Announcement

Collapse
No announcement yet.
X
  • Filter
  • Time
  • Show
Clear All
new posts

  • Multiple bars in a single chart

    Hi all,
    I have very basic question that I cannot find an answer to. I have tried all sorts of options from stacked bar chart to caplets, but can't seem to figure out how to make a chart that's very simple in Excel! The chart I am trying to create is something like the one attached here. Basically, it's survey data- Each of the bars are different variables that rate an organization's performance on those items from highly unsatisfactory (-2) to highly satisfactory (+2 ). Each of the rows is ratings by respondents. I can do one bar at a time, but I would like all bars to be in the same chart for compact presentation. Anyway to do this in Stata or should I export data to Excel for this? So, basically each of the slices in a bar would be the frequency of each category of responses within a variable (e.g., 10 highly unsatisfactory, 5 unsatisfactory.... on var1, etc.)

    Any help will be most appreciated. Thanks.

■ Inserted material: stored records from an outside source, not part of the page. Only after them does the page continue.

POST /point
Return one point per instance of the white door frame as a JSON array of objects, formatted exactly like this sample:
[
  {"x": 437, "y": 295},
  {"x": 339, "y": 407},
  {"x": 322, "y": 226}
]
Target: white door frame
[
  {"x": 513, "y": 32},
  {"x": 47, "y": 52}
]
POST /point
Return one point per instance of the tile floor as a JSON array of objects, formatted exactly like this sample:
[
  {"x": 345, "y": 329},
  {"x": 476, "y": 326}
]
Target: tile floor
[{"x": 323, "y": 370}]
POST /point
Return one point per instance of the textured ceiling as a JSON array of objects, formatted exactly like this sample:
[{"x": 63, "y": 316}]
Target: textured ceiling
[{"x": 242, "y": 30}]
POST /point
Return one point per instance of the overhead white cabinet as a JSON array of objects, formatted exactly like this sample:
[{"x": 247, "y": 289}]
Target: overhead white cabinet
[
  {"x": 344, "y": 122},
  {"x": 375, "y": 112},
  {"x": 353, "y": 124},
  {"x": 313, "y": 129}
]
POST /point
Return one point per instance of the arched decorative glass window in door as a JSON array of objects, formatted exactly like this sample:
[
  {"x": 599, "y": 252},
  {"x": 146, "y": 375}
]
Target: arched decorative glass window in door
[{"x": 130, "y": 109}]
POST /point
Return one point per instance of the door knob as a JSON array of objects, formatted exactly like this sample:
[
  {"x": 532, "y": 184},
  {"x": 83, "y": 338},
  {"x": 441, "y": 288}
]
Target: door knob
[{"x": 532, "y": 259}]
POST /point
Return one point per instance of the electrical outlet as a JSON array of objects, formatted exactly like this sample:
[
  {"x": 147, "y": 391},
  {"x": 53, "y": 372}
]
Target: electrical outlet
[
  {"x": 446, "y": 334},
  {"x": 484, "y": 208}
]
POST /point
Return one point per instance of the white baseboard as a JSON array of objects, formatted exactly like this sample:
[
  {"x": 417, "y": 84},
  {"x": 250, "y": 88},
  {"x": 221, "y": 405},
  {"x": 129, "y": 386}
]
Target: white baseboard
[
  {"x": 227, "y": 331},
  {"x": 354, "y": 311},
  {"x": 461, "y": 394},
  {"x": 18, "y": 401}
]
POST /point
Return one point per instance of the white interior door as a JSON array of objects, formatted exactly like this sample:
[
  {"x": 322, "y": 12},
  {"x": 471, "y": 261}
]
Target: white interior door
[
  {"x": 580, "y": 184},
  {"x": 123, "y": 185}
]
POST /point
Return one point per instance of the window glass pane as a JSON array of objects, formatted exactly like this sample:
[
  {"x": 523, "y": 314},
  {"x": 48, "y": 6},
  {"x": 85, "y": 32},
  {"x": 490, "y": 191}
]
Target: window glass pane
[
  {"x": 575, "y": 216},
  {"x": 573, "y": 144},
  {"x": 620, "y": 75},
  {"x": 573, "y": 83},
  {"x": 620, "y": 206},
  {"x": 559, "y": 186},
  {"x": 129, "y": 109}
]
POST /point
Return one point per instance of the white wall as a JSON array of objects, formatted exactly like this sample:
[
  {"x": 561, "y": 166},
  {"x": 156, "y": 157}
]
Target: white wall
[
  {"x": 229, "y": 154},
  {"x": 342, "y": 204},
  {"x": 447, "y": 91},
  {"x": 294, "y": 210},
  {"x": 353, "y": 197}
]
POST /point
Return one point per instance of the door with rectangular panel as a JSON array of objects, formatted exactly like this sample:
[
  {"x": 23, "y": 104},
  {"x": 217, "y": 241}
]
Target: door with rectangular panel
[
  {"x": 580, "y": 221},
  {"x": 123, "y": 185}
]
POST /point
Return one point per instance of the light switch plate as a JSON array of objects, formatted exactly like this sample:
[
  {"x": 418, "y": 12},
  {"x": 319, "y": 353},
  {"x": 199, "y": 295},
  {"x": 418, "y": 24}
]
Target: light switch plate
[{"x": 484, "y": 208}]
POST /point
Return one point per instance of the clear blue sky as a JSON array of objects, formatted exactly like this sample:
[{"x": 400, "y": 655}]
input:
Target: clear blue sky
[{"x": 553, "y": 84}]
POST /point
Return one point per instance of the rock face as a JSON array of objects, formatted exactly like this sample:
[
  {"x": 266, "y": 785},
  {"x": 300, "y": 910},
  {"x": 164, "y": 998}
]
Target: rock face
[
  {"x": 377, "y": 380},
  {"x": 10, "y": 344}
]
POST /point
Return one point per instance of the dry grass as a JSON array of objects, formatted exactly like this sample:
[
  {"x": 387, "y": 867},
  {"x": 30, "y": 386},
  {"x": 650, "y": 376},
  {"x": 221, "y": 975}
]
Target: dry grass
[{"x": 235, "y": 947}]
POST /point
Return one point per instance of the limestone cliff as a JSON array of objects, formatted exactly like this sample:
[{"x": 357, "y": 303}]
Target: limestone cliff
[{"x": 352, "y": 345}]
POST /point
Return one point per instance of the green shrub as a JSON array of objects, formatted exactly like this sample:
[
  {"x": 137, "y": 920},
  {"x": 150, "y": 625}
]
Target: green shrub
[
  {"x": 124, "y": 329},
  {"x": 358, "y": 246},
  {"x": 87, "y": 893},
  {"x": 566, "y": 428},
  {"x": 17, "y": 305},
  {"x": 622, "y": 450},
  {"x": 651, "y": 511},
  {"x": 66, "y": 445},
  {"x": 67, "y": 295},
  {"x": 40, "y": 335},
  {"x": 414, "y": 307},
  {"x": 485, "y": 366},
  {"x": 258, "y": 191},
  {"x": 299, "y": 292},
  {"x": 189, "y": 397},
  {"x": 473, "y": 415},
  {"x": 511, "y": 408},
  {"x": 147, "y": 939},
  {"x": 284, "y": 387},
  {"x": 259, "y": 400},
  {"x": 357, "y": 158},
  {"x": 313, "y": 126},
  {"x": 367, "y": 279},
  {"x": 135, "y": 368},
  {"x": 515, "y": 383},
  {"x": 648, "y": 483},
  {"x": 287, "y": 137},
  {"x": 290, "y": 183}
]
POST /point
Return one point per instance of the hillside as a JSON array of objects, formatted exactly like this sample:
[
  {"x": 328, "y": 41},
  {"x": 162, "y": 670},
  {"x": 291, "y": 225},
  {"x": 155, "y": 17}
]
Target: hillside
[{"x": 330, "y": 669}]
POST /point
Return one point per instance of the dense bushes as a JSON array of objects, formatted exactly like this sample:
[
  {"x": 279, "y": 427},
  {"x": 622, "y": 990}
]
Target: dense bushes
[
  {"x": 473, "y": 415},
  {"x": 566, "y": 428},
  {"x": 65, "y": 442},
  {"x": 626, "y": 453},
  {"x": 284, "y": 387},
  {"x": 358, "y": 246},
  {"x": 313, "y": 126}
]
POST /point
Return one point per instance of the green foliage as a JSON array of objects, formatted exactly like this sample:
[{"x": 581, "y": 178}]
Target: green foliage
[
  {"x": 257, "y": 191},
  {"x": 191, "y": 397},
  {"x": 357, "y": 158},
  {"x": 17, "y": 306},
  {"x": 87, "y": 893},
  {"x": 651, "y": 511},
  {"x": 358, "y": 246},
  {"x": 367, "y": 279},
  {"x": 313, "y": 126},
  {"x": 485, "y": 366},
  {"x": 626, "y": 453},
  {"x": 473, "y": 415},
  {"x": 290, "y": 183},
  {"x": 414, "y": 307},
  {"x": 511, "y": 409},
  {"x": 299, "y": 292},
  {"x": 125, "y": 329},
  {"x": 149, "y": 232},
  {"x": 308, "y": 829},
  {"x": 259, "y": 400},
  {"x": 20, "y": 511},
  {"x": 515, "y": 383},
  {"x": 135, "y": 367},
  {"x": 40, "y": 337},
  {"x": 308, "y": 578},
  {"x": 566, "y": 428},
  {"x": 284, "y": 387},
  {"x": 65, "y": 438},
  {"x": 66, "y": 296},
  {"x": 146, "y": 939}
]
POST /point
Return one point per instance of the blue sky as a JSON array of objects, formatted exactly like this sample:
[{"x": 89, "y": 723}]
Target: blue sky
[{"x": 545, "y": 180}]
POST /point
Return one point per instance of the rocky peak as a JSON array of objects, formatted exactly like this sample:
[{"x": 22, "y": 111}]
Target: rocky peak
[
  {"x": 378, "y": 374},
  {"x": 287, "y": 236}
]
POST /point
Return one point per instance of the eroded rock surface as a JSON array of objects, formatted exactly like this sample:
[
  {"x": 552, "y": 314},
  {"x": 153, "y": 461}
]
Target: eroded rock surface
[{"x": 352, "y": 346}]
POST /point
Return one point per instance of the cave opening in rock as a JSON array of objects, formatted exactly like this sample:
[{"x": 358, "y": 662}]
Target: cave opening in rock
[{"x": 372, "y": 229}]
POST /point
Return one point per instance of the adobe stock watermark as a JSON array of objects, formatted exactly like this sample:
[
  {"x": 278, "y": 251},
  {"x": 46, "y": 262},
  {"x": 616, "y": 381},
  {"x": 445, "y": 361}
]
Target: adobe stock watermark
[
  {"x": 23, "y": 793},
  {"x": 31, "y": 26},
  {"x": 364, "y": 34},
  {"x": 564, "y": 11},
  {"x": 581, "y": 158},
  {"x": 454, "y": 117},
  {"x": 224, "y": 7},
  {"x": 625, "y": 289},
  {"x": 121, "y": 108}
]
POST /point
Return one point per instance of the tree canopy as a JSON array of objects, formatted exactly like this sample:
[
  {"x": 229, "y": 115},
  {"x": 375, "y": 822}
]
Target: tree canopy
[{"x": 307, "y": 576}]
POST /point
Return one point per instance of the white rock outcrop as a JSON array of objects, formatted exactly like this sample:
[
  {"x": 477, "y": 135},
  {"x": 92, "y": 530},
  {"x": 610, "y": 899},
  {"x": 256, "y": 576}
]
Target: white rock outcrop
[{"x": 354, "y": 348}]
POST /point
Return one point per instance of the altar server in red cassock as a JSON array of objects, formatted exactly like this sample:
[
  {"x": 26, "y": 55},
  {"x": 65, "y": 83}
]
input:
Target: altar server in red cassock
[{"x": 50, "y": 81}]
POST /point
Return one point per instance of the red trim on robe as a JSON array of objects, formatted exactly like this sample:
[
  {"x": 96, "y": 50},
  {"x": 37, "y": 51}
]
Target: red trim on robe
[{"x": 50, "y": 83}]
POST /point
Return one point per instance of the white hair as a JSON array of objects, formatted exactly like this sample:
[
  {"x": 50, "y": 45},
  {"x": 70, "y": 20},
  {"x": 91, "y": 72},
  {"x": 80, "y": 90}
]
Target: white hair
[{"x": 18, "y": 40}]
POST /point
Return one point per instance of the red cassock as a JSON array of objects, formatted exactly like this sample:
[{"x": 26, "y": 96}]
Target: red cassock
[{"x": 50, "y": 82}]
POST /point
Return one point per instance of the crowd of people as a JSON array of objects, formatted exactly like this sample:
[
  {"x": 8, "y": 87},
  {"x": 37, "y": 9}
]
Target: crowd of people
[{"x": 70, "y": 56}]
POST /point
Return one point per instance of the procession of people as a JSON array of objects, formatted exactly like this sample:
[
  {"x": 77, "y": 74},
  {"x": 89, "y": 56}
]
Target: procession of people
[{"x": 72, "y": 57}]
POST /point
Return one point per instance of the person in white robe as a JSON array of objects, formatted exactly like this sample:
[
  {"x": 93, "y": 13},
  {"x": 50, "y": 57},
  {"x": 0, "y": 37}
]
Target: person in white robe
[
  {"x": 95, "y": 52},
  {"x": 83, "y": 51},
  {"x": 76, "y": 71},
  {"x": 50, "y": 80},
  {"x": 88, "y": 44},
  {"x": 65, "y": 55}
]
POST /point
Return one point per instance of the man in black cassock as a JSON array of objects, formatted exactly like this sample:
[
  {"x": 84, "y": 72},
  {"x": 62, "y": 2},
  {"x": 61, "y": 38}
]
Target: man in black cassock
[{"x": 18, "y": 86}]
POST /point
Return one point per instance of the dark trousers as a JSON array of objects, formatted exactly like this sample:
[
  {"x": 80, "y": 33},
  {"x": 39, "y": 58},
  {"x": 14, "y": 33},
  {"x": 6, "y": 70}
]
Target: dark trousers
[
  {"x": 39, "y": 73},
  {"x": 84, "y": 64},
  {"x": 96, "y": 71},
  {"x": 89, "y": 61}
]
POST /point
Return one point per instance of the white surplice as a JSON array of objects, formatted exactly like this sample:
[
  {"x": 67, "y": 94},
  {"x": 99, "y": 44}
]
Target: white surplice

    The data is as follows:
    ID var1 var2 var3 var4 var5 var6
    1 -2 1 0 -1 2 1
    2 2 1 0 1 2 1
    3 2 1 0 -1 2- 1
    4 -2 1 0 -1 2- -1

    Click image for larger version

Name:	Picture1.png
Views:	1
Size:	70.7 KB
ID:	1583326

    Attached Files

  • #2
    There is an ugly solution of producing one bar chart for each variable and then using graph combine.

    A better solution is just to
    reshape long so that you then have just two variables. The graphs here look a little silly based on just 4 observations, but they could be a start. You would need to do a little work copying your variable labels to value labels of an aggregated variable, as otherwise they disappear during the reshape long. The code shows some technique for that.

    The
    catplot (SSC)code gives a stacked chart broadly similar to what you asked for. It seems to me that your colours should be ordered. There is no doubt similar code with graph hbar (percent) or some such but I am less fluent in that corner of graph hbar than with catplot.

    My bias is that stacked plots are oversold. The fact that the percents add to 100% is emphasised strongly by the design, but we know that. The price of stacking is a legend and difficulty reading off very small quantities (including zero) when they occur. I usually prefer what might be called a twoway bar chart although many other names are used too. There is more at https://www.statalist.org/forums/for...updated-on-ssc and http://www.stata-journal.com/article...article=gr0066

    The 0.16 is just the result of trial and error to get better alignment. For other datasets different adjustments might be needed.

    Code:
    clear
    input ID var1 var2 var3 var4 var5 var6
    1 -2 1 0 -1 2 1
    2 2 1 0 1 2 1
    3 2 1 0 -1 2- 1
    4 -2 1 0 -1 2- -1
    end
    
    * invent silly variable labels: none in example
    
    tokenize "frogs toads newts cats dogs horses"
    
    forval j = 1/6 {
    label var var`j' "``j''"
    }
    
    describe
    
    * save variable labels
    
    forval j = 1/6 {
    local lbl`j' : var label var`j'
    }
    
    preserve
    
    reshape long var, i(ID) j(which)
    
    * saved variable labels become value labels
    
    forval j = 1/6 {
    label def which `j' "`lbl`j''", modify
    }
    
    label val which which
    
    * install from SSC
    
    catplot var which , asyvars stack percent(which) legend(row(1)) ///
    bar(1, color(red*0.6)) bar(2, color(red*0.2)) bar(3, color(blue*0.2)) ///
    bar(4, color(blue*0.6)) bar(5, color(blue)) name(G1, replace)
    
    * install from SJ
    
    tabplot which var, horizontal separate(var) percent(which) subtitle(% for each variable) ///
    bar1(lc(red) fcolor(red*0.6)) bar2(lc(red) fcolor(red*0.2)) bar3(lc(blue) fcolor(blue*0.2)) ///
    bar4(lc(blue) fcolor(blue*0.6)) bar5(color(blue)) showval(offset(0.17) format(%2.0f)) xtitle(rating) ytitle("") name(G2, replace)
    Click image for larger version

Name:	ratings_G1.png
Views:	1
Size:	20.3 KB
ID:	1583402


    Click image for larger version

Name:	ratings_G2.png
Views:	1
Size:	23.4 KB
ID:	1583406

    Last edited by Nick Cox; 25 Nov 2020, 17:24.

    Comment


    • #3
      Dear Nick,
      Thanks a million for your ultrafast and perfect response! I had already installed catplot and tabplot, but didn't realize I need to reshape long. That's where I was stuck. Thank you!!! A very happy Thanksgiving to you and yours!
      Best,
      Pete

      Comment


      • #4
        Originally posted by Nick Cox View Post
        There is an ugly solution of producing one bar chart for each variable and then using graph combine.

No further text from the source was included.